Energy Dept Spends $7 Million On North Alaska Solar Power, Except It’s Dark 24/7

Andrew Follett


The Department of Energy (DOE) announced Monday it will provide $7 million in technical support for solar power to Native Alaskan tribes, especially those in the far north.

The parts of Alaska where the DOE intends to spend the cash have nearly 24 hours of darkness in the winter, which is precisely when Alaskans need the most electricity. Alaska has nearly 24 hours of sunlight during the summer, but that’s when demand for power is at its lowest point as there’s no need to crank up the heat. Alaska’s harsh winters make the state’s per capita energy consumption the third highest in the nation.

The villages which will receive the cash influx don’t actually have much demand for power and are currently reliant upon diesel generators.

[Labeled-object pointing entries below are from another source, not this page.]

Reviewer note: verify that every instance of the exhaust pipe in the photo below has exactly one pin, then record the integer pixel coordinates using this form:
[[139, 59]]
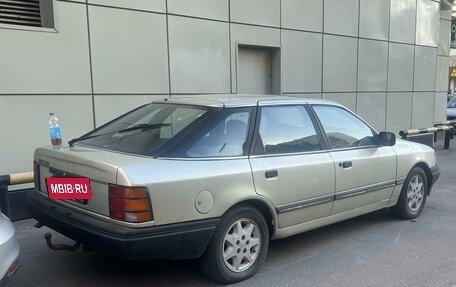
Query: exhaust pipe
[[66, 247]]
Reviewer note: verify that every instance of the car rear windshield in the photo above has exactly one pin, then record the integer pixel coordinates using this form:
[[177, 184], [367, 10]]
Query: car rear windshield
[[144, 130]]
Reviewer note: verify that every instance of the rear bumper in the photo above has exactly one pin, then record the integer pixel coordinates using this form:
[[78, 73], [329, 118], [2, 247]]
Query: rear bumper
[[174, 241]]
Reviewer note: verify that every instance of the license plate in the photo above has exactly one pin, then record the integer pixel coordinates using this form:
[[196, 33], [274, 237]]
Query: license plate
[[72, 188]]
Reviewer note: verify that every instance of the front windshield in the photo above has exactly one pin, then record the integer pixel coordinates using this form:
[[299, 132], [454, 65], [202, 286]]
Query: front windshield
[[145, 129]]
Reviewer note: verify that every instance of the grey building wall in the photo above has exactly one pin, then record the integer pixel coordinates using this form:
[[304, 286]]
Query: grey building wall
[[387, 60]]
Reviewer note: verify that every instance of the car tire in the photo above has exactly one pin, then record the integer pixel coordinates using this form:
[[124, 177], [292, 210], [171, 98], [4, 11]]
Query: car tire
[[413, 195], [238, 247]]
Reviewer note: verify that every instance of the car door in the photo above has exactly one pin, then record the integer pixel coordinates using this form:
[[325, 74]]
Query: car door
[[365, 171], [289, 165]]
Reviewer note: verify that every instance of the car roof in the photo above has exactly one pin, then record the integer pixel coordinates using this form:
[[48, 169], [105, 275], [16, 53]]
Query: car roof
[[241, 100]]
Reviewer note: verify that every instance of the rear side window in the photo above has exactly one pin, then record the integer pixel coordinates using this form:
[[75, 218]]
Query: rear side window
[[144, 130], [343, 129], [286, 129], [224, 136]]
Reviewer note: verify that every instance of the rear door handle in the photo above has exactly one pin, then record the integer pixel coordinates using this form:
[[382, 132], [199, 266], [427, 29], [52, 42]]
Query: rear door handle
[[271, 173], [345, 164]]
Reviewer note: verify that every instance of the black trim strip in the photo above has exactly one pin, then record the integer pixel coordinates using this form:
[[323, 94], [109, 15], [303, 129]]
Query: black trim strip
[[304, 203], [339, 195], [364, 189]]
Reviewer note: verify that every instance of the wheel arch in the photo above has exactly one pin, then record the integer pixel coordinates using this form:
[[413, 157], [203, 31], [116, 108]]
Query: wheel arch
[[427, 171], [263, 208]]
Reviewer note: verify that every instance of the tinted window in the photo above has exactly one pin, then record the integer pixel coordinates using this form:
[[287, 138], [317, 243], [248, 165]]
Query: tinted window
[[344, 129], [287, 129], [452, 103], [144, 130], [225, 135]]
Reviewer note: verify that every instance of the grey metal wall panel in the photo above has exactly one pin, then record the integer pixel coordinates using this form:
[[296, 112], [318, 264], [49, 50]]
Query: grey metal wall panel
[[422, 114], [372, 65], [341, 17], [301, 60], [440, 107], [302, 14], [346, 99], [112, 106], [402, 21], [443, 46], [374, 19], [339, 63], [75, 118], [427, 22], [259, 12], [146, 5], [199, 55], [400, 67], [43, 62], [398, 111], [211, 9], [443, 65], [372, 108], [124, 60], [251, 35], [425, 68], [446, 10]]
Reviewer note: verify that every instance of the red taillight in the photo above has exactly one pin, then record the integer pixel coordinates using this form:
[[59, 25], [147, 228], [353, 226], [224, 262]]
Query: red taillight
[[13, 268], [131, 204], [36, 175]]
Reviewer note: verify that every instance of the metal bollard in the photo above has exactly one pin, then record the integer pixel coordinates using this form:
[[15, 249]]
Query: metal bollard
[[14, 198]]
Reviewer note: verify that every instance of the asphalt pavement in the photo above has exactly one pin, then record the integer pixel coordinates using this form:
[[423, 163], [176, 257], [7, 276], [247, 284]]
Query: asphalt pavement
[[372, 250]]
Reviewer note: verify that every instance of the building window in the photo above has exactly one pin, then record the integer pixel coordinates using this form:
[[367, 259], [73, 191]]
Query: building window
[[32, 13]]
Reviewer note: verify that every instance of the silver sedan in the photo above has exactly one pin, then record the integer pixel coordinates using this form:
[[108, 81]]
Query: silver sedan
[[9, 250], [216, 178]]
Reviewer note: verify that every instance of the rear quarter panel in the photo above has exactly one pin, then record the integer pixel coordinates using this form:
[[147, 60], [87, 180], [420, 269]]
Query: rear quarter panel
[[174, 185]]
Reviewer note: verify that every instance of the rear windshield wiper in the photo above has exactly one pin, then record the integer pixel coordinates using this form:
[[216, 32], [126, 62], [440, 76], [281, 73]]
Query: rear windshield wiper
[[133, 128]]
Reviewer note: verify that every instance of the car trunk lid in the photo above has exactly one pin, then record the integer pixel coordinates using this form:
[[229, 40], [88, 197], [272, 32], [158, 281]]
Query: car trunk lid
[[100, 166]]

A DOE study actually estimates northern Alaska has more solar power potential than Germany. The study admits any solar power in northern Alaska would require conventional diesel generators to serve as a backup during the winter. However, it does not examine if the program will save the Native Alaskan tribes money or even if the research would be economically feasible.

Despite these shortcomings, DOE anticipates giving Alaskan tribes $300,000 to $1,000,000 in awards for the next three to five years so the tribes can develop solar power. The $7 million and additional awards will only be available to “Alaska Native Regional Corporations” or “Inter‐tribal Organizations.”

“These efforts support President Obama’s commitment to strengthen the government-to-government relationship with tribal nations,” Secretary of Energy Ernest Moniz wrote in a press statement Monday. “By building energy awareness and expanding existing networks, Indian tribes and Alaska Native communities are better positioned to find energy solutions that fit with their unique needs.”

The entire program is being run through the DOE’s Office of Indian Energy Policy and Programs, which has requested a budget of $23 million in 2017. Interestingly, this is an increase of exactly $7 million from the 2016 budget.